第48話 異常事態

 それから俺たちはニーナさんたち弓部隊を守るように円陣を組んだ。こちらを警戒しているのかディアウルフたちは姿を現さず、俺たちは緊張したまま待機することを余儀なくされている。


「ニーナ、あと何匹だ?」

「……少なくとも九匹ですが、この感じだと倍くらいはいそうです」


 ケヴィンさんの問いにニーナさんが答える。


 ……ダメだ。全然わからない。一体どこに九匹もいるのだろう?


 なんとか姿を見つけようとしているのだが、一向にその姿を見つけられない。


 するとニーナさんがそっとレクチャーをしてくれる。


「レクスくん、正面の太い樫の木が見えるでしょう?」

「はい」

「その木の幹五本分右の茂み、あそこに一匹いるわ。毛皮の色が一緒だけど、あれが一番分かりやすいんじゃないかな」

「え? ええと……」


 木の幹五本分右にある茂み……あれは……んん? なんの変哲もないただの……あ! あああ!

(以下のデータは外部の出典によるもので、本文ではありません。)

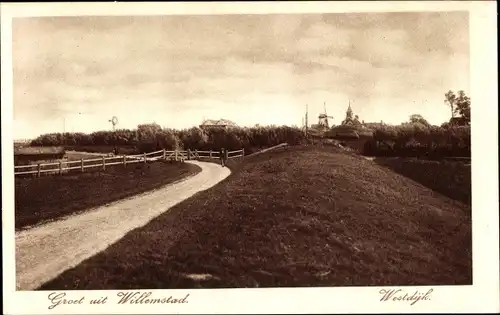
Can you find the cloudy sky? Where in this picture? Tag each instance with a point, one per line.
(75, 73)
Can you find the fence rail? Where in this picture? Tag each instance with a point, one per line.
(83, 164)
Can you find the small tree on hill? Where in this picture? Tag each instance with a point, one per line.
(418, 119)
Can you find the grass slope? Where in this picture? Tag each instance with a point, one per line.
(50, 197)
(451, 178)
(302, 217)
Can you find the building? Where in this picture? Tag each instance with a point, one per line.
(219, 124)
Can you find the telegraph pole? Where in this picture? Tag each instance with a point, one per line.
(307, 124)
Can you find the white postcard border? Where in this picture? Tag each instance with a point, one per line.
(482, 296)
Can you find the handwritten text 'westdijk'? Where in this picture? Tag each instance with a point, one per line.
(139, 298)
(400, 295)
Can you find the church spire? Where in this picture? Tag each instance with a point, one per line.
(349, 112)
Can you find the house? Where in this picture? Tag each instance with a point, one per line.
(219, 124)
(34, 155)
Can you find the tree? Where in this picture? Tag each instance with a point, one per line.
(418, 119)
(462, 106)
(450, 100)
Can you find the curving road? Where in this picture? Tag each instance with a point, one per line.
(44, 252)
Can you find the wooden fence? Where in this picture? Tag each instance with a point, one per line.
(62, 166)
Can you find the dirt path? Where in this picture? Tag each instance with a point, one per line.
(44, 252)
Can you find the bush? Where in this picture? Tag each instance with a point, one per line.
(415, 139)
(151, 137)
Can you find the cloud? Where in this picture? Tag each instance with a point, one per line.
(234, 66)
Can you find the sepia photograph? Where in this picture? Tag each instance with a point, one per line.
(242, 151)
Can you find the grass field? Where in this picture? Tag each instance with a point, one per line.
(450, 178)
(54, 196)
(306, 216)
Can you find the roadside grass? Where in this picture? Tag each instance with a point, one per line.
(306, 216)
(38, 200)
(450, 178)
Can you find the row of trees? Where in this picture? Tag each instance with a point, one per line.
(415, 137)
(410, 138)
(151, 137)
(418, 139)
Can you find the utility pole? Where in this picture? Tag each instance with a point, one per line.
(307, 123)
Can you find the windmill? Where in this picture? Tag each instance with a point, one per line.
(323, 119)
(113, 121)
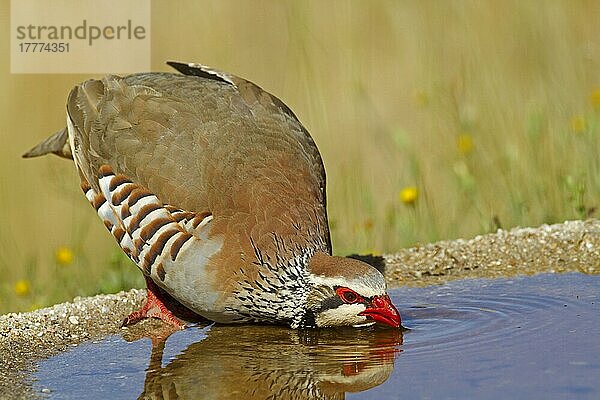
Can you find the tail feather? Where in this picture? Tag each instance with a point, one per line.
(56, 144)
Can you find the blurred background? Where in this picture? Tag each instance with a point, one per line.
(435, 119)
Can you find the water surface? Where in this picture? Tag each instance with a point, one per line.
(531, 337)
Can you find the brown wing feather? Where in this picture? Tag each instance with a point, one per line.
(202, 145)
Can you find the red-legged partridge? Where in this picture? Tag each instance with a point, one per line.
(217, 193)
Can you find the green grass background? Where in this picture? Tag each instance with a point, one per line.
(386, 88)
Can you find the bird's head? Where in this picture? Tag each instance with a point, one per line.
(347, 292)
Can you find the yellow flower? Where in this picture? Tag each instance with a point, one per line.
(63, 255)
(464, 143)
(595, 98)
(408, 195)
(420, 98)
(578, 124)
(22, 287)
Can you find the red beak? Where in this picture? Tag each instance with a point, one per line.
(383, 311)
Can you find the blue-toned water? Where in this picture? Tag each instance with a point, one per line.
(529, 337)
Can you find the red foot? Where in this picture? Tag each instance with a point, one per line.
(154, 307)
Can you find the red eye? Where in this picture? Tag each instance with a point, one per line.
(349, 296)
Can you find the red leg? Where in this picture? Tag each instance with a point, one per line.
(154, 307)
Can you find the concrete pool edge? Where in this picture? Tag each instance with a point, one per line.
(573, 246)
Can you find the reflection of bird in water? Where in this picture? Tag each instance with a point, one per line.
(265, 362)
(216, 191)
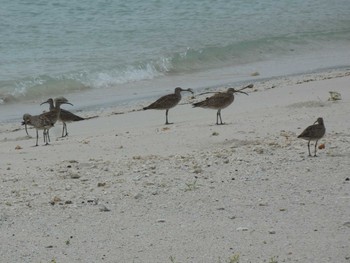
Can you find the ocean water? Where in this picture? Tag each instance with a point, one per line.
(111, 50)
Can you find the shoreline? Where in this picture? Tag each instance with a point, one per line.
(124, 187)
(121, 100)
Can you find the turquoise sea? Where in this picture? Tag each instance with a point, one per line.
(107, 51)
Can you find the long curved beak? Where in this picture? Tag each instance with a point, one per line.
(242, 92)
(25, 127)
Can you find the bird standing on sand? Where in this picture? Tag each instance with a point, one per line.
(313, 133)
(219, 101)
(167, 102)
(64, 116)
(46, 120)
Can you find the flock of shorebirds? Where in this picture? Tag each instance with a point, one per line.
(218, 101)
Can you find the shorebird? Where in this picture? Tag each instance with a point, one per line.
(65, 116)
(167, 102)
(25, 117)
(40, 122)
(46, 120)
(219, 101)
(313, 133)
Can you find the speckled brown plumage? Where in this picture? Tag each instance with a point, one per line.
(313, 133)
(167, 102)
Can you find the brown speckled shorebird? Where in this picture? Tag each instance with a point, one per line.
(313, 133)
(65, 117)
(167, 102)
(46, 120)
(39, 122)
(220, 101)
(24, 122)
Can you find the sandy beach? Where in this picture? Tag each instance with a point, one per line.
(124, 187)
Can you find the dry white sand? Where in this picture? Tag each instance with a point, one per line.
(126, 188)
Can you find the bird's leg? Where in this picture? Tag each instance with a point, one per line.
(166, 117)
(64, 129)
(315, 148)
(25, 126)
(308, 147)
(218, 116)
(37, 137)
(65, 126)
(48, 135)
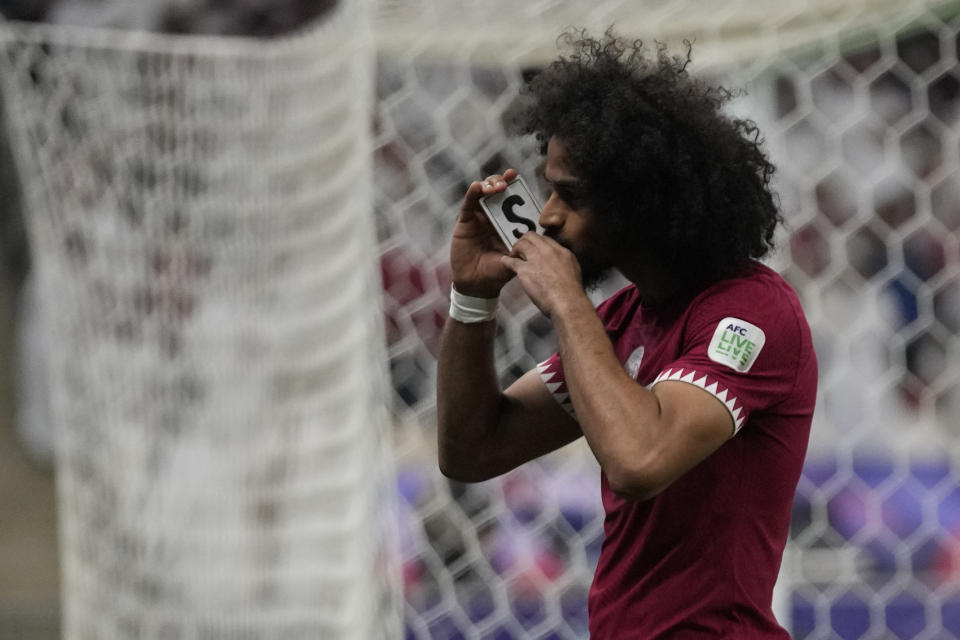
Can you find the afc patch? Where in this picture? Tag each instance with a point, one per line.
(736, 344)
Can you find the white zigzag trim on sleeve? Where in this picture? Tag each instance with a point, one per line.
(556, 386)
(731, 402)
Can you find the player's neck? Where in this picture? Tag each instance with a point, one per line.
(656, 285)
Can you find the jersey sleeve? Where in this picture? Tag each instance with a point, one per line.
(612, 312)
(744, 346)
(551, 372)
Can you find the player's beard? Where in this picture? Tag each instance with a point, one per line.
(595, 263)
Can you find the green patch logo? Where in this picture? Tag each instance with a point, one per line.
(736, 344)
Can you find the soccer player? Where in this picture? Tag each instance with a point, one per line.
(694, 386)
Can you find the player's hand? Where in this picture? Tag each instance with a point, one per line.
(548, 272)
(476, 249)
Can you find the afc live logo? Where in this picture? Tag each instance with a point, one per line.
(736, 343)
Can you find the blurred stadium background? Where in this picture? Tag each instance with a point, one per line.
(860, 104)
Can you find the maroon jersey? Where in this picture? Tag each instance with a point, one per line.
(700, 559)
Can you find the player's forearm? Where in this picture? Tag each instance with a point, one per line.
(619, 418)
(468, 395)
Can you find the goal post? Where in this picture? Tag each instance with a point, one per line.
(195, 207)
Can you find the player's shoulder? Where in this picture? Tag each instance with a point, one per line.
(758, 291)
(760, 299)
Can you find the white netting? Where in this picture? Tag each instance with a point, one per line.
(860, 103)
(196, 210)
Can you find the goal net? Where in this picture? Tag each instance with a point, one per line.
(859, 102)
(196, 208)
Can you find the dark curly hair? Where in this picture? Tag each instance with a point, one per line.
(674, 175)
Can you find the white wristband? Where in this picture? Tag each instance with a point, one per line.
(470, 310)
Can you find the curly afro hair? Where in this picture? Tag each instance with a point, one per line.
(675, 177)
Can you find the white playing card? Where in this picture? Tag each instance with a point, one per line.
(513, 212)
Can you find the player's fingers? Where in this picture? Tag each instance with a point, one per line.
(511, 263)
(471, 201)
(494, 184)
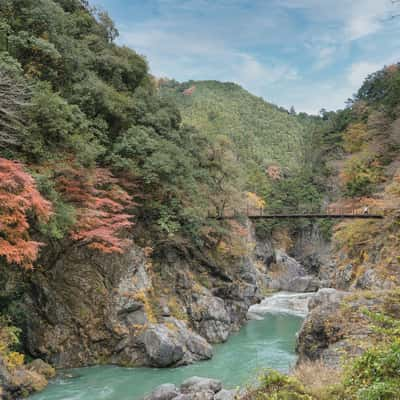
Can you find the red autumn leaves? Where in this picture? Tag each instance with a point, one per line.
(19, 198)
(99, 201)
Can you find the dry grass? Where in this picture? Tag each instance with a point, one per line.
(317, 377)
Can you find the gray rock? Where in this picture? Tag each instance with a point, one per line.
(203, 395)
(225, 395)
(162, 346)
(304, 284)
(168, 391)
(177, 346)
(211, 318)
(326, 296)
(197, 384)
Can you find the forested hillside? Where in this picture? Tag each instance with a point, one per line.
(272, 145)
(360, 147)
(84, 117)
(262, 133)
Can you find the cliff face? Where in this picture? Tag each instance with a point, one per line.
(87, 308)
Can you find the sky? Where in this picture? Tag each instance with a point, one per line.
(310, 54)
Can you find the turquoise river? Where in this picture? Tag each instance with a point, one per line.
(265, 342)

 ちらりとモンスター特有の赤い目が一瞬だけ見えた。すると、なぜか茂みの中で姿勢を低くしてこちらの様子をうかがっているディノウルフの姿がはっきりと視認できるようになった。


 あんなにはっきりと分かるのに、なぜ今まで気付けなかったのだろうかと疑問に思ってしまうほどだ。


「うん、分かったみたいだね。ポイントは瞳よ。モンスター特有の赤い瞳がちらちらと見えるでしょう?」

「はい」

「だから毛が保護色になりやすい場所を探すの。あとは赤く輝く瞳を見逃さないことね。それがコツよ」

「ありがとうございます」


 ニーナさんに言われたことを実践してみると、面白いようにディノウルフの姿が見つけられるようになってきた。


 俺が向いている方向で見つけられたのは四匹だが、ぐるりと囲まれていることを考えるとたしかに二十匹近いディノウルフがいても不思議ではない。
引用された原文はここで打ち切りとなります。